Voorzitter. Ik ben het met u eens. De procedure die ik voorstel, ziet daarop toe. Aan het einde van het debat is gezegd dat de urgente informatie waarom de Kamer gevraagd heeft, er snel moet komen. Het gaat om enkele aanvullende feiten. Niets staat een snel debat over het VAO in de weg. Ik vermoed dat het kabinet behoefte heeft aan duidelijkheid vanuit de Kamer. Laten wij het daarom zo doen.

De heer Hofstra (VVD):

Mijn voorstel is, de procedure eerst te bespreken in de vaste commissie voor Financiën.

De heer De Nerée tot Babberich (CDA):

Ik steun het voorstel van de heer Hofstra.

De voorzitter:

Als twee leden vragen om een procedure eerst te bespreken in de commissie stel ik voor, de vaste commissie voor Financiën te vragen zich over de procedure te buigen. Morgen is er nog alle gelegenheid om tot besluitvorming te komen in de regeling van werkzaamheden. Ik vraag de commissie, voor de regeling van morgenmiddag nog een keer naar de procedure te kijken in het licht van deze beraadslaging. Wij kunnen daarop morgen terugkomen en definitief beslissen.
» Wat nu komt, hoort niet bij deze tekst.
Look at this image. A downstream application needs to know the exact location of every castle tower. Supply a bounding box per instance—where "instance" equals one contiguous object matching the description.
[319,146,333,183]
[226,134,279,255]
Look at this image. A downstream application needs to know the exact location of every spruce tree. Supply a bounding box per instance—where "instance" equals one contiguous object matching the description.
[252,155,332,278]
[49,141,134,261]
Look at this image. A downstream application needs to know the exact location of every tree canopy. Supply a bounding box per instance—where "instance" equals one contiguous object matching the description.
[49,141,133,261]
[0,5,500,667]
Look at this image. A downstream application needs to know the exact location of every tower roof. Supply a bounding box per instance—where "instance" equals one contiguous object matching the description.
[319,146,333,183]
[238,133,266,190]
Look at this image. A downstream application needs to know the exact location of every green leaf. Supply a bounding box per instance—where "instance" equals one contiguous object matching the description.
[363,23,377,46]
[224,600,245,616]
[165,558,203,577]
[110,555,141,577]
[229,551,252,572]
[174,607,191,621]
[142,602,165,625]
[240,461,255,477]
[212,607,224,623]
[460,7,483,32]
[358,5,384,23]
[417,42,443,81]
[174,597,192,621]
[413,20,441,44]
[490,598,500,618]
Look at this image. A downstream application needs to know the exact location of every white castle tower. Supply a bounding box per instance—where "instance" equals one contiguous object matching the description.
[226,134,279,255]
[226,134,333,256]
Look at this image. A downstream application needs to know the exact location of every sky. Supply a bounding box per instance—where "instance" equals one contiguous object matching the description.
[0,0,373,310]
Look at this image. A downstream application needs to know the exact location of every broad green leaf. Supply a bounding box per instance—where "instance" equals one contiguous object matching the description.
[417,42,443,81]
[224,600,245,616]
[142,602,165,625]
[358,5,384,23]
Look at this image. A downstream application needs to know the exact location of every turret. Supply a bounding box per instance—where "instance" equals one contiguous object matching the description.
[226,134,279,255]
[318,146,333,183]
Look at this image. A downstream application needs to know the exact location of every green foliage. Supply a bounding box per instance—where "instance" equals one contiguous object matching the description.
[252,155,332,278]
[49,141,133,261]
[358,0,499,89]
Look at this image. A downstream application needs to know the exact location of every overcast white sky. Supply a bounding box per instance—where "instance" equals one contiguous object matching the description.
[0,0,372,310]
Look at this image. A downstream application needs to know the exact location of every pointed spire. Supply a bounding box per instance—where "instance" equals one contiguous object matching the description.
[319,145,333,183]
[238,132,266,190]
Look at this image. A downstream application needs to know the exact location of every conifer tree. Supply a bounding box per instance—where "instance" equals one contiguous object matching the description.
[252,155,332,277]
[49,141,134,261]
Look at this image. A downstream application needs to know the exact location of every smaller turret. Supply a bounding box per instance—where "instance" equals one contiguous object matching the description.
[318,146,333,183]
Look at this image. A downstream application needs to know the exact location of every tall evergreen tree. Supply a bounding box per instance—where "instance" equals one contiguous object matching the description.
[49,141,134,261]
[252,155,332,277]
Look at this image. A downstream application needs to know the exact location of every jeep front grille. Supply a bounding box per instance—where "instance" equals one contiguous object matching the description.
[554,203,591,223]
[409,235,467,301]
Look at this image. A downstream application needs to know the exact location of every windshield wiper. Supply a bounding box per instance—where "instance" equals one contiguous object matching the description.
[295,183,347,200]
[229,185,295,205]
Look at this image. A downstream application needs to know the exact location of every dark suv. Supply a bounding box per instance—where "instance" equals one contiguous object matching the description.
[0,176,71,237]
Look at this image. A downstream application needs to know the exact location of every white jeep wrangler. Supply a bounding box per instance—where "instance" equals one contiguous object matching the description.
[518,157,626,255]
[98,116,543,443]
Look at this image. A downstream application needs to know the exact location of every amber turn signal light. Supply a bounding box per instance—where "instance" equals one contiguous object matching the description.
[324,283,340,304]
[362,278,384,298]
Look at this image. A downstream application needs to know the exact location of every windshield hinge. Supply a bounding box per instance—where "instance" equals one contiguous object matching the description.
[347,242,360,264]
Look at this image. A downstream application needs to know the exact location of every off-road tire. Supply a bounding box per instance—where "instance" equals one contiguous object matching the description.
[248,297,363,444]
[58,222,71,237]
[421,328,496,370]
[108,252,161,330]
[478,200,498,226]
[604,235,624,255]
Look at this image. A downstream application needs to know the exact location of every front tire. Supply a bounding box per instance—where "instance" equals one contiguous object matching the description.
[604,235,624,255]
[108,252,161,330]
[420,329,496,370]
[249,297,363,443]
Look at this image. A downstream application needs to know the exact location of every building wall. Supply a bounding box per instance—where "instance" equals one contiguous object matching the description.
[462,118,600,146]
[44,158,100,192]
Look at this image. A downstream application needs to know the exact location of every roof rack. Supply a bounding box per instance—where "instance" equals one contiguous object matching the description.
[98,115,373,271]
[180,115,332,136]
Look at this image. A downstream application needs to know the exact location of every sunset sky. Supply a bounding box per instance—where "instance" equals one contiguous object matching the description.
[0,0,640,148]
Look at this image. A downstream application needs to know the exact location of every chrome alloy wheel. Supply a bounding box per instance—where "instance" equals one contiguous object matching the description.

De heer Vendrik (GroenLinks):

Het zou mij zeer spijten als u dat voorstel deed. Als het kabinet n'importe welke brief toezegt, zoals heel vaak voorkomt tijdens een AO, kan dit tot uitstel leiden van een mogelijk VAO. De moties die ik voornemens ben in te dienen, zien niet toe op de nadere informatie door het kabinet. Ik wil die uitspraken aan de Kamer voorleggen, want er is nogal wat gebeurd vanochtend.

De voorzitter:

De inhoud waarop u duidt, is voor mij uiteraard niet relevant. Zoals ik al eerder zei, is een debat over een VAO een afronding. Een brief speelt daarbij geen rol. Wat voor mij nu speelt, is dat twee leden van de Kamer vragen om er eerst nog eens in commissieverband naar te kunnen kijken. Dat vind ik een redelijk verzoek dat in beginsel altijd ingewilligd zou moeten worden, temeer omdat het vandaag woensdag is en wij er dus morgen bij de regeling van werkzaamheden op terug kunnen komen. Het zou anders komen te liggen als wij pas na het weekeinde zouden kunnen besluiten.

Overeenkomstig het voorstel van de voorzitter wordt besloten.

De voorzitter:

Ik merk op dat als gevolg van de besluitvorming bij de regeling van werkzaamheden de plenaire vergadering vanmiddag enige tijd geschorst zal moeten worden, omdat de minister van Justitie beslist niet eerder dan 15.30 uur in de Kamer aanwezig kan zijn.